Opéras Didon et Énée dansent à Versailles
Opéras

Didon et Énée dansent à Versailles

31/03/2023
© Teatros del Canal/Pablo Lorente

Opéra Royal, 18 mars

Créé par le Teatro Real de Madrid, au Teatros del Canal, en janvier 2023, ce Dido and Aeneas réunit Les Arts Florissants (chœur et orchestre) et la chorégraphe Blanca Li, vingt-quatre ans après leur collaboration sur Les Indes galantes, pour un spectacle particulièrement esthétique, où la danse raconte le destin tragique des personnages.

Construite autour d’un décor extrêmement simple – un fond doré, quelques panneaux mobiles et un plateau noir, recouvert d’eau –, cette production se distingue par ses tenues vestimentaires. Dido et Aeneas, la Magicienne, Belinda sont enfermés dans des costumes tenant de la sculpture – tête et bras sont les seules parties du corps libres –, que les danseurs se chargent de déplacer, grâce à la plate-forme mobile sur laquelle ils s’élèvent. Une statufication qui empêche les chanteurs de jouer véritablement, en ramenant les personnages à leur dimension mythique.

Ce sont les six danseurs qui sont chargés d’illustrer ou de commenter l’intrigue, Blanca Li proposant une chorégraphie parfois narrative (ou du moins expressive dramatiquement), parfois plus abstraite. Le résultat, visuellement superbe et totalement nourri par la musique, ne détourne jamais l’attention du drame qui se joue, bien que l’histoire soit, en quelque sorte, confisquée aux solistes.

Autre parti pris : Aeneas et la Magicienne sont confiés au même interprète. William Christie parle d’alter ego, expliquant que les deux personnages sont les responsables du malheur de Dido, et que c’est la Magicienne qui permet au héros de réaliser son destin. Mais cette idée est assez peu visible sur le plateau, le chanteur restant figé dans le même costume-sculpture, en n’ayant que le secours de sa gestuelle pour tenter de les différencier.
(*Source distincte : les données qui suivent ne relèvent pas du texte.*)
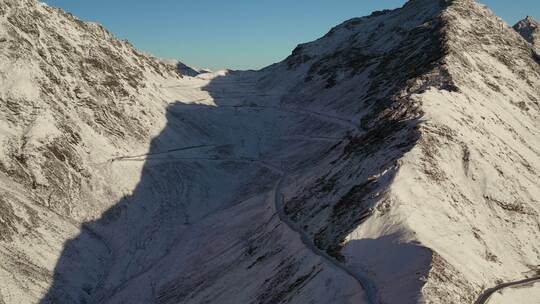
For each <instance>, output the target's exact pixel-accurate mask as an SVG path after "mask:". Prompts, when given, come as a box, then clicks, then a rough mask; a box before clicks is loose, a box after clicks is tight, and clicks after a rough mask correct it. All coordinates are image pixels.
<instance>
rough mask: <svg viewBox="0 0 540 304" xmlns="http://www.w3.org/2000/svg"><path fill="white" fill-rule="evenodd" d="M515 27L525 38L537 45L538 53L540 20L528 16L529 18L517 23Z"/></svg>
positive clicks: (533, 17)
mask: <svg viewBox="0 0 540 304" xmlns="http://www.w3.org/2000/svg"><path fill="white" fill-rule="evenodd" d="M514 29H515V30H516V31H517V32H518V33H520V34H521V36H523V38H525V40H527V41H528V42H530V43H532V44H533V45H534V46H535V48H536V52H537V53H540V23H539V22H538V20H536V19H535V18H534V17H531V16H527V18H525V19H523V20H521V21H519V22H518V23H516V25H514Z"/></svg>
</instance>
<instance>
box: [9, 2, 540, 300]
mask: <svg viewBox="0 0 540 304" xmlns="http://www.w3.org/2000/svg"><path fill="white" fill-rule="evenodd" d="M537 25H538V23H537V22H536V21H535V20H533V19H532V18H527V19H525V20H524V21H522V22H520V23H518V25H516V26H515V28H512V27H510V26H508V25H507V24H505V23H504V22H503V21H502V20H501V19H500V18H498V17H497V16H495V15H494V14H493V13H492V12H491V11H490V10H489V9H488V8H486V7H484V6H482V5H479V4H477V3H475V2H474V1H472V0H446V1H432V0H411V1H409V2H408V3H407V4H406V5H404V6H403V7H402V8H400V9H397V10H393V11H385V12H376V13H373V14H372V15H371V16H367V17H362V18H355V19H352V20H349V21H347V22H344V23H343V24H341V25H338V26H336V27H335V28H333V29H332V30H331V31H330V32H329V33H328V34H327V35H325V36H324V37H322V38H320V39H318V40H316V41H314V42H311V43H307V44H303V45H299V46H298V47H297V48H296V49H295V50H294V51H293V53H292V54H291V56H289V57H288V58H287V59H285V60H284V61H283V62H280V63H277V64H274V65H272V66H269V67H267V68H265V69H262V70H260V71H229V70H227V71H217V72H210V71H206V70H197V69H193V68H190V67H188V66H186V65H184V64H183V63H179V62H177V61H174V60H162V59H158V58H154V57H153V56H151V55H148V54H143V53H141V52H139V51H137V50H135V49H134V48H133V47H132V46H131V45H130V44H129V43H128V42H126V41H119V40H117V39H116V38H114V37H113V36H112V35H111V34H110V33H109V32H107V31H106V30H105V29H104V28H103V27H101V26H100V25H97V24H93V23H85V22H82V21H80V20H78V19H77V18H75V17H73V16H72V15H70V14H68V13H65V12H63V11H61V10H58V9H53V8H50V7H48V6H47V5H45V4H42V3H40V2H37V1H34V0H0V141H1V145H0V303H81V304H82V303H111V304H112V303H160V304H169V303H170V304H173V303H174V304H177V303H220V304H222V303H231V304H232V303H262V304H265V303H266V304H270V303H272V304H273V303H355V304H357V303H370V304H371V303H373V304H374V303H380V304H382V303H388V304H393V303H400V304H401V303H403V304H408V303H460V304H461V303H471V304H472V303H526V302H525V301H532V302H531V303H537V302H535V299H537V298H538V284H537V282H536V279H535V278H536V277H538V276H539V274H540V246H539V245H540V216H539V212H540V205H539V201H538V198H539V197H540V104H539V103H540V55H539V52H538V41H539V40H538V38H537V37H538V35H537V34H538V31H537V30H538V26H537ZM529 279H530V280H531V281H530V282H529ZM522 280H527V284H524V285H522V284H518V285H511V286H506V284H505V283H509V282H520V281H522ZM490 290H496V292H494V293H493V294H490V296H486V297H484V295H485V294H486V292H489V291H490Z"/></svg>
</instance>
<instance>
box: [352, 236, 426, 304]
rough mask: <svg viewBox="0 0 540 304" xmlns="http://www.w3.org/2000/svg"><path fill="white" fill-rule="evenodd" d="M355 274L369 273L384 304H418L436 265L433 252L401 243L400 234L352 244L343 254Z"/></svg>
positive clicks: (419, 247) (354, 241)
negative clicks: (396, 303) (432, 269)
mask: <svg viewBox="0 0 540 304" xmlns="http://www.w3.org/2000/svg"><path fill="white" fill-rule="evenodd" d="M343 253H344V255H345V256H346V257H348V256H353V257H354V260H353V261H351V262H350V263H347V266H348V267H349V268H350V269H351V270H352V271H357V272H363V273H368V274H369V275H368V276H369V278H370V279H371V280H372V281H373V282H374V284H375V285H376V286H377V292H378V297H379V300H381V301H384V303H402V304H416V303H419V300H420V299H421V295H422V289H423V288H424V285H425V284H426V281H427V277H428V275H429V272H430V270H431V265H432V262H433V252H432V250H431V249H429V248H427V247H424V246H422V245H421V244H419V243H416V242H404V241H401V240H400V235H399V234H398V233H394V234H390V235H386V236H383V237H379V238H377V239H361V240H352V241H349V242H348V243H347V244H346V245H345V248H344V250H343Z"/></svg>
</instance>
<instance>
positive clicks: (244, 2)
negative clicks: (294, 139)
mask: <svg viewBox="0 0 540 304" xmlns="http://www.w3.org/2000/svg"><path fill="white" fill-rule="evenodd" d="M44 1H45V2H46V3H48V4H49V5H51V6H56V7H61V8H63V9H65V10H67V11H69V12H71V13H73V14H74V15H76V16H78V17H79V18H81V19H83V20H88V21H95V22H99V23H101V24H103V25H104V26H105V27H107V28H108V29H109V30H110V31H112V32H113V33H114V34H115V35H116V36H118V37H119V38H122V39H128V40H129V41H131V42H132V43H133V44H134V45H135V46H136V47H137V48H138V49H141V50H143V51H147V52H150V53H152V54H154V55H156V56H158V57H163V58H176V59H180V60H182V61H183V62H185V63H187V64H190V65H193V66H196V67H207V68H211V69H213V70H216V69H222V68H232V69H250V68H253V69H255V68H260V67H264V66H266V65H269V64H271V63H274V62H278V61H281V60H282V59H284V58H285V57H286V56H288V55H289V54H290V53H291V51H292V50H293V48H294V47H295V46H296V45H297V44H299V43H302V42H308V41H311V40H314V39H316V38H319V37H320V36H322V35H324V34H325V33H326V32H328V31H329V30H330V28H331V27H333V26H334V25H337V24H339V23H341V22H343V21H345V20H347V19H350V18H352V17H360V16H364V15H368V14H369V13H371V12H372V11H374V10H381V9H385V8H396V7H399V6H401V5H403V3H405V2H406V1H405V0H339V1H329V0H255V1H254V0H221V1H216V0H197V1H193V0H154V1H148V0H77V1H74V0H44ZM481 2H482V3H484V4H487V5H488V6H490V7H491V8H492V9H494V10H495V12H496V13H497V14H498V15H499V16H501V17H503V18H504V19H505V20H506V21H507V22H508V23H511V24H514V23H515V22H516V21H517V20H519V19H521V18H523V17H524V16H526V15H531V16H535V17H536V18H537V19H538V17H539V16H540V0H512V1H509V0H481Z"/></svg>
Dans ce double rôle, le baryton italien Renato Dolcini se montre, malgré tout, expressif, incarnant un Aeneas plein d’autorité et de force, face à la Dido beaucoup plus intérieure d’Helen Charlston. La jeune mezzo britannique est tout en retenue scénique, et c’est seulement dans le duo « What shall lost Aeneas do ? » que s’exprime pleinement le personnage. Sa « Mort », très sobre mais sensible, est servie par une voix sombre et profonde, tandis que la reine de Carthage se fige définitivement en statue. La soprano portugaise Ana Vieira Leite, enfin, est une magnifique Belinda, lumineuse, à la gestuelle fluide.

En plus de ces trois solistes, neuf musiciens et huit choristes ont été réunis, tous présents sur scène, l’orchestre étant situé à jardin. Les artistes du chœur prennent également en charge les rôles secondaires – une mention pour la soprano française Virginie Thomas –, ainsi que les solos du Prologue, tirés de Celestial music did the Gods inspire.

On apprécie leur investissement dramatique, qui leur permet non seulement de ne pas disparaître derrière les danseurs, mais aussi de compenser leur effectif vocal réduit par beaucoup d’expressivité. L’orchestre, en revanche, aurait mérité d’être plus fourni, ou placé différemment, car, dans cette configuration, certains pupitres ont parfois du mal à ressortir, au risque de faire perdre à l’ensemble consistance et couleurs.

C’est le seul point faible d’une phalange remarquable pour ses phrasés, et où William Christie, au clavecin, offre un jeu riche et enveloppant pour les chanteurs.